Mickey Mantle, my father says from a corner of his mouth.      

The Commerce Comet, I say. {Population of Commerce, Oklahoma: 2,555.}

He seems to like to wash dishes there, he says.

Where ‘there’? I say.

My father looks upward without moving his head on his pillow.

{There there.}

We sit at a table by the coffee dispenser in the facility’s dinette {/yours the lost souls in ill-attended wards, John Berryman: “11 Addresses to the Lord”}.

My father juts his chin. Re-juts. Neck-craning. Communicating with birds. My father’s lips keep moving.  

He is passing through last doors.

         Feast of Cocked Hats.

         Holy Smell of Train Yard.

         Bread of Abandonment.
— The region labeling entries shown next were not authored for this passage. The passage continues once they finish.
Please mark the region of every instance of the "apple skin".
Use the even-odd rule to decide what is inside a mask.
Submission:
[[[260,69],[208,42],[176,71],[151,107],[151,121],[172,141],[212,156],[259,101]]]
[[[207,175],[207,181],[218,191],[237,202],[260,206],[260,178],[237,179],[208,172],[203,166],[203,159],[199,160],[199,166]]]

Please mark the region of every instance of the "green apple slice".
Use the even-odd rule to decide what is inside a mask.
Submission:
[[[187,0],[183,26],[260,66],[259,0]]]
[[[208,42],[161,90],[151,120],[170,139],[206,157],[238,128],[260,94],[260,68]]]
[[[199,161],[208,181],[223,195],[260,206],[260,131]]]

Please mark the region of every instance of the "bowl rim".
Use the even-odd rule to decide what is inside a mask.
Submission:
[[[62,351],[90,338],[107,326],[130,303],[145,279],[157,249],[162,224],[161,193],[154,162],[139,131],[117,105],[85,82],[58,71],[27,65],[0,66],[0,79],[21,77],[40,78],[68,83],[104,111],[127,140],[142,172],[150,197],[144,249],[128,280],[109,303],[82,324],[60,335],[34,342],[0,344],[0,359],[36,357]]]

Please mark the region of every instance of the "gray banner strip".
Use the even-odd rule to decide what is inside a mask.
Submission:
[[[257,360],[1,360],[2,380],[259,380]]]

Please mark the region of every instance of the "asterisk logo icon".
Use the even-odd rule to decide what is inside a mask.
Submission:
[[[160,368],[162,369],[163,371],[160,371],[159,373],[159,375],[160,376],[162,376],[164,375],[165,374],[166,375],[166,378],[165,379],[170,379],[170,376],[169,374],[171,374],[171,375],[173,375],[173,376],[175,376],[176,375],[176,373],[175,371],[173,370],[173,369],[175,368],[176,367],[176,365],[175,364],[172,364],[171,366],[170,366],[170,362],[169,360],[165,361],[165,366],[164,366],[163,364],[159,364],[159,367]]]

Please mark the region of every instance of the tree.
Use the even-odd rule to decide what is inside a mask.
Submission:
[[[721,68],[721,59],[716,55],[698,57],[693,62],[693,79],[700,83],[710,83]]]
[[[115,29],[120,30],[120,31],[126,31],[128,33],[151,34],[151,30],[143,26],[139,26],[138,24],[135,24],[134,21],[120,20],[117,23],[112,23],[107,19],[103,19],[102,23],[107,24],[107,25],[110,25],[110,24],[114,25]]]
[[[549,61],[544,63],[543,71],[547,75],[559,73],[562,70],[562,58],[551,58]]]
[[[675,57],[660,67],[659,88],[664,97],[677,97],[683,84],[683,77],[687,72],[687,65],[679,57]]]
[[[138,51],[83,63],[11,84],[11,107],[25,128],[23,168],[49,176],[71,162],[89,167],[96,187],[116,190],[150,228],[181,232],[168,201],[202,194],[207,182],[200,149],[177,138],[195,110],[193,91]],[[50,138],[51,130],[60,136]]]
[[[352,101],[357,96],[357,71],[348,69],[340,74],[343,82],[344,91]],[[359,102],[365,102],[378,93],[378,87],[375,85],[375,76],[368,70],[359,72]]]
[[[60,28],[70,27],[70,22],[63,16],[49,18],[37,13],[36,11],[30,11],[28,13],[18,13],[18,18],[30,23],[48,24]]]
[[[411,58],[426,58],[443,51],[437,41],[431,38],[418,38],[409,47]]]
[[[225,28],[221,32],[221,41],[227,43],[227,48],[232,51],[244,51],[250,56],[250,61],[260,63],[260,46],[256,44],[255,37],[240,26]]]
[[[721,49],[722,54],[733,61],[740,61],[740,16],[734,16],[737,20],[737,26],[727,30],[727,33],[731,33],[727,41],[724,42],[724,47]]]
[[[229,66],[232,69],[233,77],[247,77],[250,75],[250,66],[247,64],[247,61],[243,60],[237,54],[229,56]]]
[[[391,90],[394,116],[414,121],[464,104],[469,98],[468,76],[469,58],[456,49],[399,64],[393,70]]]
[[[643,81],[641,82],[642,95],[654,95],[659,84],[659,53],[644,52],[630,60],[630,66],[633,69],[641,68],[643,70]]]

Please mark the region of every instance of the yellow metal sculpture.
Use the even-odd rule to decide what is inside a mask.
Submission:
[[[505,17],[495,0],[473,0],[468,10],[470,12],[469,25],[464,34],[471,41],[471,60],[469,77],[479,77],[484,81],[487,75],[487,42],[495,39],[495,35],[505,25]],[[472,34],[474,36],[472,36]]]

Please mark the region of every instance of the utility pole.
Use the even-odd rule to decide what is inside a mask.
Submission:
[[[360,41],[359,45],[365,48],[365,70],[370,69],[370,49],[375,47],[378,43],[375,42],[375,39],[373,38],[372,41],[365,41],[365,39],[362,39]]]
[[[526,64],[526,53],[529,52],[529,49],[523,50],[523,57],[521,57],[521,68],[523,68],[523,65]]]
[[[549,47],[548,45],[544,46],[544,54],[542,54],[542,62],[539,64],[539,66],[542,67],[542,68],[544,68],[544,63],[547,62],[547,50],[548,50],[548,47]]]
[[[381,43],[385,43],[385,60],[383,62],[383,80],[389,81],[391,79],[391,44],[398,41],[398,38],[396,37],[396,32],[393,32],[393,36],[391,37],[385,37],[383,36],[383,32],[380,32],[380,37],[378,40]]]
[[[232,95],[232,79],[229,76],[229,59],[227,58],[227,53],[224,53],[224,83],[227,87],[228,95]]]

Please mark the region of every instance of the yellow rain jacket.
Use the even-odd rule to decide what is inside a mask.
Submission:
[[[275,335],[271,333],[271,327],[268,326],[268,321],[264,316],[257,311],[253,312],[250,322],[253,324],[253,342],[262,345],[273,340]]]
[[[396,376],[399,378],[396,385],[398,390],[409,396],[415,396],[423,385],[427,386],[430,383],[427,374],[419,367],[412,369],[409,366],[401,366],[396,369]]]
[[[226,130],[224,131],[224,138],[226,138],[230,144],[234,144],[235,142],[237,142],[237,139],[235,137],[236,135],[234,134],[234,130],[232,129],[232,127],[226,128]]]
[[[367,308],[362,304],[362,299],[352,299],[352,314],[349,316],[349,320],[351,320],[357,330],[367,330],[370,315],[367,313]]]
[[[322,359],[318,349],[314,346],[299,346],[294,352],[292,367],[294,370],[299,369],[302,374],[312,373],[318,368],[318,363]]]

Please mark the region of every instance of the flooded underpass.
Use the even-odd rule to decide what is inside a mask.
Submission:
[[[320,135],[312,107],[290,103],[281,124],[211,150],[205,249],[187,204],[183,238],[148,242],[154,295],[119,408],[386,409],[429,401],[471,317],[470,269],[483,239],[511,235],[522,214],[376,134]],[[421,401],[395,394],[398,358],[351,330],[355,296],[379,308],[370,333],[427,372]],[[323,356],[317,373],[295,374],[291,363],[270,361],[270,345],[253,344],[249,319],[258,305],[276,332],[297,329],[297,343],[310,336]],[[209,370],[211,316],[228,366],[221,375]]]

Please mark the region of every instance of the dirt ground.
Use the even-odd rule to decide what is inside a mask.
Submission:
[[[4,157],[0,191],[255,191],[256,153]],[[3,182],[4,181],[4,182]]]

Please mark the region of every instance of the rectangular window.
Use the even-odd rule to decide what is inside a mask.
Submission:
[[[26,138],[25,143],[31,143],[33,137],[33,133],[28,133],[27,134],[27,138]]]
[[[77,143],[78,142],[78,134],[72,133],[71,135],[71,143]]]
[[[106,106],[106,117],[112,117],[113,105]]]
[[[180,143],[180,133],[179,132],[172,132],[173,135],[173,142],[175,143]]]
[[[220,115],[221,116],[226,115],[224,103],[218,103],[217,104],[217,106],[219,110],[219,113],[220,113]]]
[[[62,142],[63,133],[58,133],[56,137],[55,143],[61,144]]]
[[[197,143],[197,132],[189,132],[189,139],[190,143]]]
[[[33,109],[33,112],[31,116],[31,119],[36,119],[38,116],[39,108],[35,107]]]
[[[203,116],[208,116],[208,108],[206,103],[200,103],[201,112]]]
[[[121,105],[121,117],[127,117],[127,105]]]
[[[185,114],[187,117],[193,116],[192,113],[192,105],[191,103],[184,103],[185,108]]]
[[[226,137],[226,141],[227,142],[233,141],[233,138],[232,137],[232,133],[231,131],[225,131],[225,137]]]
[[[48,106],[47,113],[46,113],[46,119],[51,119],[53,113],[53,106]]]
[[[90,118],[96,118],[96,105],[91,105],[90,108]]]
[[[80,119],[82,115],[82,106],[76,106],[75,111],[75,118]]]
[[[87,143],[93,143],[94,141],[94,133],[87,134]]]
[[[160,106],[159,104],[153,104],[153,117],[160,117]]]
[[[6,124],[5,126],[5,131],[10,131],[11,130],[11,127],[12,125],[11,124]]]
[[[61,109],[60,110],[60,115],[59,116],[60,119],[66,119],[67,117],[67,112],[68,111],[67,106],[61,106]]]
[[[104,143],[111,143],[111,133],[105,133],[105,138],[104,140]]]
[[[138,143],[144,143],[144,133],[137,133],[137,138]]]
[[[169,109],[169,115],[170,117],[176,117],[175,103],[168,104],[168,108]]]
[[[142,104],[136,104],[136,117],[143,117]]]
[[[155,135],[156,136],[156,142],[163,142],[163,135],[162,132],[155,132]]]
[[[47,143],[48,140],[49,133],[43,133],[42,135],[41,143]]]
Bread of Troubled Gums.

         Tent of Escorts.

My father stretches his mouth to invite his teeth to leave.

Skylab 4. The tallest building in Akron, Ohio. Broadway Joe.

God who is beyond time: O Renamer, rename him.

Dad, do you remember Bo Schembechler? I ask him.   

Oh sure, he says like a man I meet on a bridge, oh sure.

And I am never the same son after that.

Bird Report

October 7. Screech owls in my woods this time of year: sleepful trilling, whinnying; weird incantations out there in the dark.